Stadtviertel der Zukunft: So versucht es Graz

Eggenberg in Graz war einmal eine Vorstadt mit einer Menge Industrie. Diesen Ruf loszukriegen ist nicht leicht. Auch junge Menschen sage heutzutage noch: „Nach Eggenberg ziehen? Ist nicht gerade meine Traumgegend.“ Graz hat mit der ehemaligen Vorstadt, die sich in der Nähe des Bahnhofs befindet, aber viel vor: Bis 2018 soll hier ein neues, smartes Viertel entstehen: die „Smart City Graz Mitte“.

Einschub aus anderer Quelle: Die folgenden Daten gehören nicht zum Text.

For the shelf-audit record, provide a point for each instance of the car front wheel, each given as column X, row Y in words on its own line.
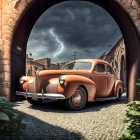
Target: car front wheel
column 78, row 100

Bereits jetzt leben 6000 mehr Menschen in Graz als noch vor einem Jahr und Graz wächst weiter. Das neue Stadtviertel soll mit rund 1400 Wohneinheiten Platz für rund 4000 Menschen schaffen. Auch 1600 neue Arbeitsplätze sollen entstehen. Das erfährt die futurezone bei einem Lokalaugenschein direkt vor dem geplanten Herzstück des Viertels: dem künftigen Science-Tower.

Grätzel-Zellen

Noch weiß man nicht, wie der Science Tower von außen genau aussehen wird, auch wenn der Spatenstich bereits im Mai 2015 erfolgt ist. Das liegt daran, dass der 60 Meter hohe Turm sich seine Energie aus der eigenen Fassade holen wird – und es damit unklar ist, wie diese am Ende tatsächlich optisch aussehen wird. Der Turm wird auf jeden Fall eine Glasfassade bekommen und sogenannte Grätzel-Photovoltaik-Zellen verbaut haben.

Rechts vom künftigen Tower steht derzeit ein hoher Kran. Bisher fertig ist ein rundes Grundgerüst, das andeutet, wie spektakulär dieser Turm in Zukunft wirklich werden könnte. Die Ideen klingen auf jeden Fall gut: Es sollen darin nur Firmen angesiedelt sein, die sich mit grünen Technologien befassen. Auf der Dachterrasse soll Gemüse und Obst angebaut werden, das von den Firmen und Bewohnern dann selbst verspeist werden kann.

Intelligente Kühlung

Neben High-Tech soll aber auch Low-Tech zum Einsatz kommen: Es wird ein Tag-Nacht-Kühlungssystem angedacht. Im Sommer, wenn es draußen sehr warm ist, öffnen sich in der Nacht die Fenster ab einer bestimmten Temperatur automatisch. Diese Kälte wird gespeichert und tagsüber automatisch abgegeben, erklären Energieexperten vor Ort. Im Keller wird zudem eine neuartige Batterietechnologie verbaut, die zum Speichern dieser Energie verwendet werden kann.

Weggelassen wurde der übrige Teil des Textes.